Sekarang pikirkan... apa yang kira-kira akan dilakukan kecerdasan luar biasa semacam itu terhadap umat manusia? Jika AI-100, yang memiliki kecerdaan jutaan kali lipat dibanding manusia mana pun, berhadap-hadapan dengan umat manusia... apa yang kira-kira akan dilakukannya?

Ketika manusia berhadapan dengan kecerdasan AI-100, ada banyak masalah yang patut dikhawatirkan. Pertama, manusia kalah cerdas. Kedua, manusia bisa sakit dan mati. Ketiga, manusia punya rasa takut dan khawatir. Daftar ini bisa dilanjutkan, yang semuanya merupakan kelemahan umat manusia—sesuatu yang tidak dimiliki AI-100. Sebagai kecerdasan buatan, AI-100 tidak punya rasa takut dan khawatir, tidak sakit dan mati, dan—di atas segalanya—dia jutaan kali lebih cerdas dari kita.

Bayangan semacam itu mengingatkan kita pada analogi “semut dan sepatu bot” yang dibicarakan Loki dan Nick Fury dalam film The Avengers. Kita adalah “semut”—kecil, tak berdaya. Sementara AI-100 adalah “sepatu bot”—luar biasa cerdas dan berkuasa. Dan sebagaimana manusia yang punya kecenderungan menindas yang lemah, selalu ada kemungkinan hal sama terjadi ketika manusia ada di pihak lemah.

Kenyataan semacam itulah yang dikhawatirkan Elon Musk dan orang-orang lain, hingga mereka sampai mengirim petisi kepada PBB agar ikut turun tangan dalam mengendalikan AI yang saat ini terus dikembangkan. Sebagian manusia, saat ini, telah mengalami “lupa diri” dan terlena pada kehebatan teknologi, hingga mereka mungkin tak sempat memikirkan dampaknya di masa depan.
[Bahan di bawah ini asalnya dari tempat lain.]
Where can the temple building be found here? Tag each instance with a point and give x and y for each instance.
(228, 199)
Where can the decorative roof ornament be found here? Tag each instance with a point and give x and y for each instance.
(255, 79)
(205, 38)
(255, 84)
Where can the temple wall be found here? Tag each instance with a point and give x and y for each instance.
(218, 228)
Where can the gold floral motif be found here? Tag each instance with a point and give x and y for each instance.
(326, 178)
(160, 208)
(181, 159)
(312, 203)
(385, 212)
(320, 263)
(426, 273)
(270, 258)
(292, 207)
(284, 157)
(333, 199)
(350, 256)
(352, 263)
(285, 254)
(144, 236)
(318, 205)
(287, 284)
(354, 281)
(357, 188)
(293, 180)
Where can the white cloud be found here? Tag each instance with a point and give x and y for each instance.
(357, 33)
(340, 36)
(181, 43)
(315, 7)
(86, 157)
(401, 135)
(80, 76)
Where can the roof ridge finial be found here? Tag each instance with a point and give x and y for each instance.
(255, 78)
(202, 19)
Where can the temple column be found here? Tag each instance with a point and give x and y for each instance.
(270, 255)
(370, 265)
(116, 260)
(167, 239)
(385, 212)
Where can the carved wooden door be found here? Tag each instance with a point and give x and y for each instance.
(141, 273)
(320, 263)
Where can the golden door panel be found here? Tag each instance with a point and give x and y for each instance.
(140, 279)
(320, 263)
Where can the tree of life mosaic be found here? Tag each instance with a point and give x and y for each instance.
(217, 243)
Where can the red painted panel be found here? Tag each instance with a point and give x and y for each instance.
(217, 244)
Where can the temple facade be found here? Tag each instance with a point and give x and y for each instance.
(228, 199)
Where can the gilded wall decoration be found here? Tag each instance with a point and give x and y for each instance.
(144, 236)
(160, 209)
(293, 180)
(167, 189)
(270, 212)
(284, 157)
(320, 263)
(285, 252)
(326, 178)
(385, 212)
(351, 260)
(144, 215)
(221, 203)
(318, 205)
Memang, AI yang ada saat ini—secanggih apa pun—masih dalam tahap “primitif”, dalam arti masih ada di bawah kendali manusia. Tetapi, bukankah manusia juga mengalami hal serupa? Manusia pernah mengalami peradaban primitif, merasa dikendalikan oleh “hal-hal di luar mereka”, sampai kemudian menemukan kecerdasannya sendiri... hingga akhirnya mampu menciptakan kecerdasan buatan di luar dirinya. Tidakkah hal serupa juga akan terjadi pada AI?

Selain Elon Musk, ilmuwan lain yang ikut mengkhawatirkan hal ini adalah Stephen Hawking. Dia menggarisbawahi bahwa teknologi primitif AI yang digunakan saat ini sudah sangat berguna bagi manusia, namun ia takut terhadap konsekuensi menciptakan sesuatu yang dapat bersaing atau bahkan melebihi kemampuan manusia.

Hawking menyatakan, “AI akan dapat berjalan sendiri, dan mendesain ulang dirinya sendiri pada tingkatan yang semakin meningkat. Manusia, yang dibatasi oleh evolusi biologis yang lambat, tidak bisa bersaing, dan akan digantikan."

Jadi, jika yang dikhawatirkan Elon Musk dan Stephen Hawking—serta para ilmuwan lain—benar-benar menjadi kenyataan, maka akan tiba suatu masa ketika umat manusia harus berhadap-hadapan dengan kecerdasan buatan, yang jutaan kali lebih cerdas dibanding kecerdasan manusia mana pun. Dan jika benar-benar terjadi, umat manusia di zaman itu mungkin akan bertanya-tanya... di manakah Tuhan sebenarnya?